Makassar, IDN Times - Prediksi musim kemarau di Sulawesi Selatan tahun ini dinilai menjadi salah satu faktor penekan risiko kebakaran hutan dan lahan (karhutla). Hal ini menjadi salah satu poin pembahasan dalam Rapat Koordinasi Pengendalian Karhutla di Kantor Gubernur Sulsel, Jumat (11/7/2025).

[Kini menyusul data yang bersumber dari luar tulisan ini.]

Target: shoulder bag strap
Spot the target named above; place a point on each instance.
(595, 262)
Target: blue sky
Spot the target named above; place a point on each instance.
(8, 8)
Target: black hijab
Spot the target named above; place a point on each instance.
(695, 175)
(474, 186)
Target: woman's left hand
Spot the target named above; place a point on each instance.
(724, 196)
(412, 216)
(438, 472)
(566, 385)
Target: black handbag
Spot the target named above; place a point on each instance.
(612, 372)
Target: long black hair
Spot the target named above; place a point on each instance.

Kondisi tersebut disambut baik oleh Staf Ahli Menteri Kehutanan Bidang Hubungan Antar Lembaga, Fahrizal. Menurutnya, curah hujan yang relatif masih turun di masa kemarau dapat mengurangi potensi meluasnya titik api, terutama di lahan pertanian yang menjadi penyumbang terbesar luasan kebakaran di Sulsel.

"Informasi cuaca dari BMKG bahwa untuk wilayah Sulawesi Selatan itu kemaraunya bergeser, cukup pendek termasuk kategori kemarau basah.  Ini menandakan bahwa kondisi alam sedikit mendukung dalam rangka meminimalkan kejadian kebakaran di Sulawesi Selatan," kata Fahrizal.

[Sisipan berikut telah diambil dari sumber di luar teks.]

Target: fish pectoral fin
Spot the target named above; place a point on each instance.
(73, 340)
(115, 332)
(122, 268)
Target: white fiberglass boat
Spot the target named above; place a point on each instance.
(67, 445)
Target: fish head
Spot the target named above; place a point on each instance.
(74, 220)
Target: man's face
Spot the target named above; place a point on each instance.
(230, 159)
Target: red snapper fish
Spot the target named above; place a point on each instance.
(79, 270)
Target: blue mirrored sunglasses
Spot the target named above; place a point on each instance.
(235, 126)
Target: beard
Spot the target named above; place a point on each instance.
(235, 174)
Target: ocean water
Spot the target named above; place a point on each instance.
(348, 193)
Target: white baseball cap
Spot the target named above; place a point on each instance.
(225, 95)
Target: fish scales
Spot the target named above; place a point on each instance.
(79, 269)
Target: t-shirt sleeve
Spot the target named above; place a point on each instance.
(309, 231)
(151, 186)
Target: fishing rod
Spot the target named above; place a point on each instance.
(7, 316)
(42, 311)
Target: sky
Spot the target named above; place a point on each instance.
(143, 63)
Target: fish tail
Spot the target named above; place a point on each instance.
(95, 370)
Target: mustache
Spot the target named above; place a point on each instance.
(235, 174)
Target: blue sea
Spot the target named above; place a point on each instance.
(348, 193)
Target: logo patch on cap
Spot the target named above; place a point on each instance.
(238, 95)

1. Total kebakaran lahan Sulsel capai 474,91 hektare

(Ilustrasi Karhutla) ANTARA FOTO/Aloysius Jarot Nugroho
(Ilustrasi Karhutla) ANTARA FOTO/Aloysius Jarot Nugroho

Meski begitu, kewaspadaan tetap perlu ditingkatkan. Data sementara per 1 Januari hingga 31 Mei 2025 mencatat luas kebakaran hutan dan lahan di Sulsel mencapai 474,91 hektare. Sebanyak 93,56 persen di antaranya atau sekitar 444,34 hektare terjadi di Areal Penggunaan Lain (APL).

Kabupaten Pinrang menjadi wilayah dengan luasan terbakar terbesar, mencapai lebih dari 300 hektare. Kabupaten Sidrap menyusul sebanyak 85,09 hektare, Wajo 68,71 hektare, Enrekang 6,94 hektare, Luwu Timur 2,12 hektare, dan Luwu 1,04 hektare.

2. Risiko pembakaran lahan, dari emisi karbon hingga tanah rusak

Ilustrasi Karhutla (Doc. BNPB)
Ilustrasi Karhutla (Doc. BNPB)

Fahrizal menjelaskan sebagian besar kebakaran lahan muncul akibat kebiasaan petani membersihkan lahan dengan cara membakar sisa panen. Praktik ini dinilai masih banyak dijalankan meski berisiko merugikan masyarakat.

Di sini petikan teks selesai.